Because the Supreme Court repeatedly sides with Trump on issues involving his desire to expand his executive power, critics accuse the judges of being overtly pro-Trump. Yet SCOTUSblog editor Sarah Isgur recently argued to The Atlantic that the bench’s relationship with Trump is more complicated than that.
“By striking down President Trump’s tariffs, the Supreme Court has once again shown that it is no partisan instrument of Republican power,” Isgur argued. “Chief Justice John Roberts, who wrote the decision, has a much more ambitious goal in mind.” She added that “in his first term, Trump had the lowest success rate at the Supreme Court of any president in at least a century. In fact, the first Trump administration was the first modern presidential administration more likely to lose than win before the Supreme Court, including in cases involving immigration and the census.”
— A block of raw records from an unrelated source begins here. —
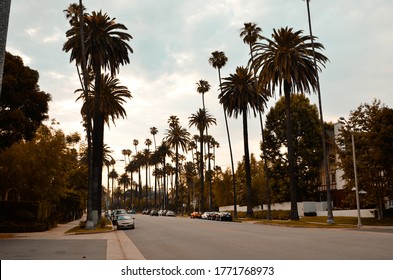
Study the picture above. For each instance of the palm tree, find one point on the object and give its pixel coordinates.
(177, 137)
(124, 181)
(76, 15)
(135, 142)
(113, 96)
(106, 48)
(218, 60)
(286, 62)
(239, 97)
(154, 131)
(201, 120)
(146, 162)
(132, 167)
(203, 86)
(113, 175)
(251, 34)
(163, 151)
(330, 219)
(5, 7)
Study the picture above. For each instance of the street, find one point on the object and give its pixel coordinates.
(188, 239)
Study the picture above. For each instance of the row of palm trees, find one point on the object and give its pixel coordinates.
(287, 63)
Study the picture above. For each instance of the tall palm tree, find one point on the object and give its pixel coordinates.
(240, 97)
(125, 181)
(132, 167)
(177, 137)
(113, 175)
(201, 120)
(135, 142)
(75, 14)
(154, 131)
(146, 162)
(5, 8)
(286, 62)
(330, 219)
(164, 151)
(113, 95)
(251, 34)
(106, 48)
(218, 60)
(203, 86)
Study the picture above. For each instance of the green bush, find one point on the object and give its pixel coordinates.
(82, 224)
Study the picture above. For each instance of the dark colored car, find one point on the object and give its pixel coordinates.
(115, 213)
(196, 215)
(125, 221)
(223, 216)
(153, 213)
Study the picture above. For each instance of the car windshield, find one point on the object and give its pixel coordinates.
(124, 217)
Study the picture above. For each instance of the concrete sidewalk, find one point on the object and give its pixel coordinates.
(119, 246)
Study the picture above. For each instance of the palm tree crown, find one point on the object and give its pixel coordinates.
(287, 60)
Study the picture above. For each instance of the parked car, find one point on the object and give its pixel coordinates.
(170, 213)
(125, 221)
(205, 215)
(196, 215)
(153, 213)
(115, 213)
(223, 216)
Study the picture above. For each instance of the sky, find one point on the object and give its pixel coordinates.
(172, 42)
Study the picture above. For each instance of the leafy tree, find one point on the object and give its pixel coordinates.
(239, 98)
(372, 128)
(307, 148)
(287, 63)
(177, 137)
(23, 106)
(106, 48)
(201, 120)
(218, 60)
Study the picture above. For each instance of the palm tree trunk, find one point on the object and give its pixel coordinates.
(177, 178)
(231, 155)
(202, 177)
(247, 164)
(330, 219)
(291, 152)
(5, 7)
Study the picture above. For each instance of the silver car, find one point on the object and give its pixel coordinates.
(125, 221)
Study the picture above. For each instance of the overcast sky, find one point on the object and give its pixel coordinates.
(173, 40)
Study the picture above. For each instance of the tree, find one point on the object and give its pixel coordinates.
(372, 129)
(307, 148)
(177, 137)
(125, 181)
(203, 86)
(218, 60)
(201, 120)
(164, 151)
(251, 34)
(239, 97)
(286, 62)
(5, 7)
(154, 131)
(106, 48)
(23, 106)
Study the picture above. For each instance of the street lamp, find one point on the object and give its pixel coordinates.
(343, 121)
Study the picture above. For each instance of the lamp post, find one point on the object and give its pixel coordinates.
(343, 121)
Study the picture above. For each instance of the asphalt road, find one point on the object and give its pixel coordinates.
(188, 239)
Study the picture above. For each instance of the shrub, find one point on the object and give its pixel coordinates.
(82, 224)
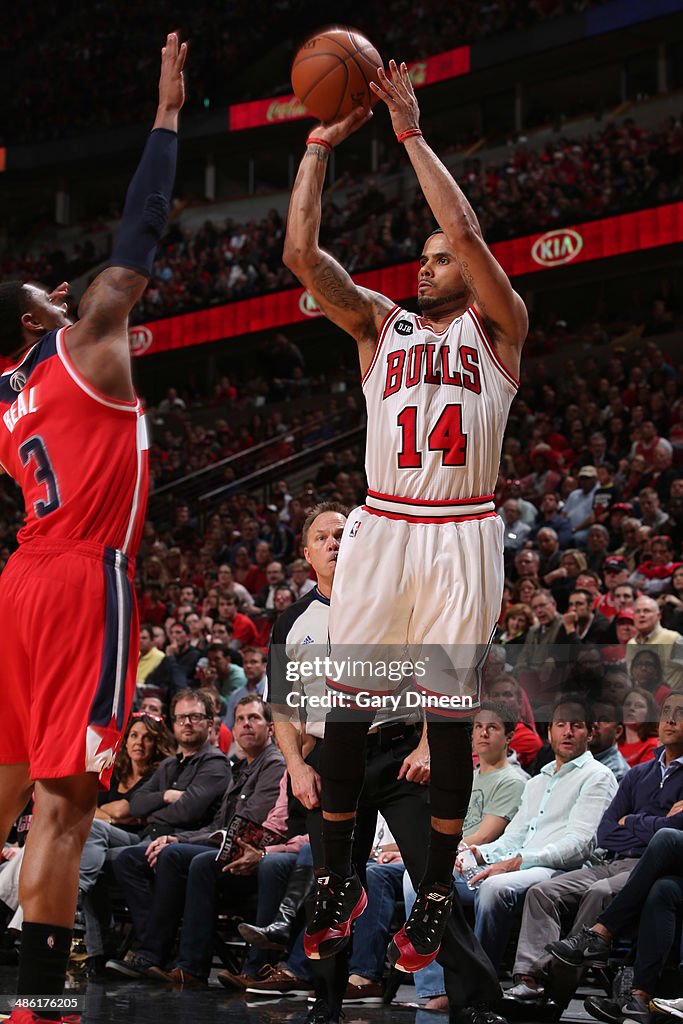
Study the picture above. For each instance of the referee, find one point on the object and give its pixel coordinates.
(395, 778)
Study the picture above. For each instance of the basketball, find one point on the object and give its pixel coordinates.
(332, 72)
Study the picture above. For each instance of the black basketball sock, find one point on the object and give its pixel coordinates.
(441, 857)
(43, 962)
(337, 844)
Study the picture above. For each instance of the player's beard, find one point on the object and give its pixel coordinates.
(452, 300)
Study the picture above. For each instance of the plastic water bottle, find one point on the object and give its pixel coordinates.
(470, 867)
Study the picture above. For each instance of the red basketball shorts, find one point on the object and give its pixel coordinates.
(70, 649)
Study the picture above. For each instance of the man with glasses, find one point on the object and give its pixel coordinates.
(177, 878)
(182, 793)
(649, 798)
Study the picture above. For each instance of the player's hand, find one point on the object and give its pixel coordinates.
(336, 131)
(171, 84)
(397, 92)
(306, 786)
(58, 296)
(247, 862)
(416, 766)
(155, 848)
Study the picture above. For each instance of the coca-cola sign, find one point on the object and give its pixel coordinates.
(139, 339)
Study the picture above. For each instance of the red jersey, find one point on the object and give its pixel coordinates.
(79, 457)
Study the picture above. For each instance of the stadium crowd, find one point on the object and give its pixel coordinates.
(568, 180)
(586, 674)
(99, 91)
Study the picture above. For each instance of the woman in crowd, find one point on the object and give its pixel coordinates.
(641, 717)
(647, 674)
(144, 745)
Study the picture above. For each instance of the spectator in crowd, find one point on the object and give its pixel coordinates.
(221, 672)
(667, 643)
(646, 673)
(671, 600)
(241, 628)
(183, 656)
(549, 550)
(579, 506)
(300, 580)
(265, 598)
(640, 715)
(581, 622)
(525, 741)
(653, 576)
(570, 796)
(607, 730)
(563, 580)
(150, 657)
(615, 572)
(253, 664)
(549, 517)
(649, 798)
(177, 877)
(145, 743)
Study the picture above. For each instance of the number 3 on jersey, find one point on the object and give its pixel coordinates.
(446, 437)
(34, 448)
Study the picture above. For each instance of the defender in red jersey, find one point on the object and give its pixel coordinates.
(73, 436)
(421, 562)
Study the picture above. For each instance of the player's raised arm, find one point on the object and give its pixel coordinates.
(104, 307)
(357, 310)
(501, 307)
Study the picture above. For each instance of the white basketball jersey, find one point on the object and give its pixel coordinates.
(437, 407)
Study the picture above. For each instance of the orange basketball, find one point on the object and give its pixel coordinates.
(332, 72)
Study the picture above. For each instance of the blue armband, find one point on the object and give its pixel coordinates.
(147, 203)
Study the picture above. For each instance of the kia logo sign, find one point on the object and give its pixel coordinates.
(308, 305)
(555, 248)
(139, 339)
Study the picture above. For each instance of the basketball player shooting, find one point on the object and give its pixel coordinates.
(72, 434)
(421, 562)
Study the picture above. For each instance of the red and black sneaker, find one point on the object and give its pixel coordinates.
(338, 902)
(419, 941)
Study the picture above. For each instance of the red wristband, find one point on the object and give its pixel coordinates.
(312, 140)
(409, 133)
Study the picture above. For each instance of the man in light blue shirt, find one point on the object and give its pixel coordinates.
(553, 830)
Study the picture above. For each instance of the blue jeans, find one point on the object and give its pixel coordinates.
(652, 898)
(371, 932)
(272, 875)
(498, 901)
(184, 885)
(429, 982)
(102, 839)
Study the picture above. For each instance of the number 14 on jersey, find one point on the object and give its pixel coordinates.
(445, 436)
Yet Vox legal correspondent Ian Millhiser does not think that even the Supreme Court’s anti-Trump decisions necessarily mean that they are being less partisan.
"Gorsuch is among the Court’s most outspoken judicial supremacists, and his opinions suggest that his Court should invalidate many federal policies even when those policies are authorized by an act of Congress," Millhiser speculated. "Barrett, by contrast, suggests that her Court should take a more humble approach when the two elected branches do not share the justices’ preferences — even as she also concludes that Trump’ s tariffs went too far."